Tuesday, 29 July 2014

Power and Income Inequality in the UC System and Beyond

In looking at recent employment trends in at the university, we find that the there has been a significant increase in the number of highly compensated individuals.  In fact, in 2004, there were 1,890 employees making over $200,000 a year, and eight years later, there were 5,461. This tripling of highly compensated individuals occurred during a period of reduced state funding and a financial crisis that resulted in layoffs, a salary furlough, massive tuition increases, and system-wide budget cuts. Furthermore, in 2012, the university employed, 262,415 people for a total payroll of $11.2 billion, and the people making over $200,000 represented just 2% of the employees, but they earned 14% of the income. In contrast, during 2004, the people earning over $200,000 represented less than 1% of the workers, and they took in 7% of the income. Just like the rest of the American economy, the trend thus has been to concentrate income at the top.
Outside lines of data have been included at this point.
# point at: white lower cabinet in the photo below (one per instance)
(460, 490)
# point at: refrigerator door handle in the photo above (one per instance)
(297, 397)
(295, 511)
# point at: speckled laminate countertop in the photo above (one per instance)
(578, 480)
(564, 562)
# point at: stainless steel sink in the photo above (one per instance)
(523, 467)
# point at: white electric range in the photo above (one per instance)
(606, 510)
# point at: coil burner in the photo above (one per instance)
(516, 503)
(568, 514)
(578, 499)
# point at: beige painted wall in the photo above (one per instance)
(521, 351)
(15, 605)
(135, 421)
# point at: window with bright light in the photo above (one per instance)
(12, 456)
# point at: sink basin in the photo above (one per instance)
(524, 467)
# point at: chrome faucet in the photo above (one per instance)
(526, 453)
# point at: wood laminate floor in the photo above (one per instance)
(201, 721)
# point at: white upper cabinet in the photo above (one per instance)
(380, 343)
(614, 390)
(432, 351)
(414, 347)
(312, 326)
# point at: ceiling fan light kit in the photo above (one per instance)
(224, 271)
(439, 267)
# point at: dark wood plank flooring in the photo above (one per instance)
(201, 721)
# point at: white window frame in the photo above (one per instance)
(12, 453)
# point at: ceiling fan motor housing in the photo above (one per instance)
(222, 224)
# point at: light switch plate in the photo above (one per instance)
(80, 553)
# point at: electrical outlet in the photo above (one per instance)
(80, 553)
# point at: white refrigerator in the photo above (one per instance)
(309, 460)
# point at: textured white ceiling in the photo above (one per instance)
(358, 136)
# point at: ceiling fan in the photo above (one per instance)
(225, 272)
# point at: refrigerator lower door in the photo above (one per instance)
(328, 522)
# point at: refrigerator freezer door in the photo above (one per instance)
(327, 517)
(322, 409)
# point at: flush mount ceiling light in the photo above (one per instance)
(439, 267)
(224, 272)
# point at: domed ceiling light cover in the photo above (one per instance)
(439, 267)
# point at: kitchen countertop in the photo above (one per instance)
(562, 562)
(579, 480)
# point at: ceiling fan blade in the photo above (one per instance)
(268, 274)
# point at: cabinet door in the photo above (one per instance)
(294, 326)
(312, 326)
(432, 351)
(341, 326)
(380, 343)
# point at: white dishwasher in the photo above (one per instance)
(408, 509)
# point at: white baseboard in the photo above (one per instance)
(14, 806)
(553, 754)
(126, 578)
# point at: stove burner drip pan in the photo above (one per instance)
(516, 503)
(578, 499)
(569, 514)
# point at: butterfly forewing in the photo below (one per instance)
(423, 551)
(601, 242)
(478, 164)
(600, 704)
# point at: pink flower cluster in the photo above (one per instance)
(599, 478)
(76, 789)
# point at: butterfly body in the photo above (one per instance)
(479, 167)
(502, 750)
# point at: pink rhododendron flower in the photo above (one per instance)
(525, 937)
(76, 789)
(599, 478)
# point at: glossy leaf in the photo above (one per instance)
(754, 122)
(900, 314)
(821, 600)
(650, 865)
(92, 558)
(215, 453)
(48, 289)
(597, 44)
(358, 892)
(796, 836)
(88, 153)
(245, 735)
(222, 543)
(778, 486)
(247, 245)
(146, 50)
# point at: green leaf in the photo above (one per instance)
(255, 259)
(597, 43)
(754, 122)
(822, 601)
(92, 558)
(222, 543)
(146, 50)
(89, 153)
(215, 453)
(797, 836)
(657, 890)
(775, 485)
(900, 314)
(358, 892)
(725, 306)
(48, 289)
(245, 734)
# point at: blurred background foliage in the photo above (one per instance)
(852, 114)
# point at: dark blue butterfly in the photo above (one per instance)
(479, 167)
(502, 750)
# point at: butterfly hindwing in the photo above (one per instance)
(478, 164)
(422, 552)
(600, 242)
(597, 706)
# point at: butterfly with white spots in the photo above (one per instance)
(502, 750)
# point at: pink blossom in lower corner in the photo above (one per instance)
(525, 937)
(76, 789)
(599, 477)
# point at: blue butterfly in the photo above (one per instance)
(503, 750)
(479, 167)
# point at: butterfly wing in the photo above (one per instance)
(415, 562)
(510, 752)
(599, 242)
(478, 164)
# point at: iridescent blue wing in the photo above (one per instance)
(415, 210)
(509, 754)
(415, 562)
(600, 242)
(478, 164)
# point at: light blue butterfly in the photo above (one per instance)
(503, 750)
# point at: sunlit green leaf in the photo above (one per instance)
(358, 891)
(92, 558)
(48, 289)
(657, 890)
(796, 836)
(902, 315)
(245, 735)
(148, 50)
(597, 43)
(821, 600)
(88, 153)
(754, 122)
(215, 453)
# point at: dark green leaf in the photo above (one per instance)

If we look at who the high earners are in the UC system, we discover that they are medical faculty, administrators, athletic coaches, law professors, business professors, and graduate faculty.  Almost none of the employees have anything to do with undergraduate education and none of them are unionized.  In contrast to this group of highly compensated individuals, we find the majority of teachers and workers who receive moderate incomes and are mostly unionized.   One thing then to learn from this example is that unionization is clearly not driving tuition increases, and in the case of undergraduate instruction, wages have remained stable, but they have not kept up with the huge increases of the top earners. 
           
Looking at the Office of the President, we find some surprising statistics.  We have been told that since 2009, there has been a major reduction in the number of employees and the cost of running the central office, but, we find that in 2008, there were 2,243 employees for a total gross pay of $155 million, and in 2012, there were 2,093 employees for a total pay of $155 million. So, the number of employees went down, but the cost stayed the same, and this is due in part to an increase of people making over $200,000.
            
As income gets concentrated at the top in the UC system, so does power.  The growth of the administrative class is coupled with an increase in the number of faculty hired outside of the tenure-track system.  According to the recent UC Accountability Report, in 1998, there were 7,250 full-time equivalent (FTE) tenure-track faculty on the general campuses and medical programs, while in 2013, there were 8,914; meanwhile, the number of non-tenure-track faculty (lecturers, visiting professors, clinical non-tenure) went from 4,511 FTE in 1998 to 7,638 FTE in 2013.  This means that during this period, the number of tenure-track faculty went up by 1,664, while the number of people off the tenure track went up by 3,128.  Although these figures do not include graduate student instructors and post-docs, it is clear that the majority of the people teaching and researching at the university have very little role in shared governance.  In fact, national studies show that as the number of faculty off the tenure track increases, the number of administrators increases, and the level of shared governance decreases.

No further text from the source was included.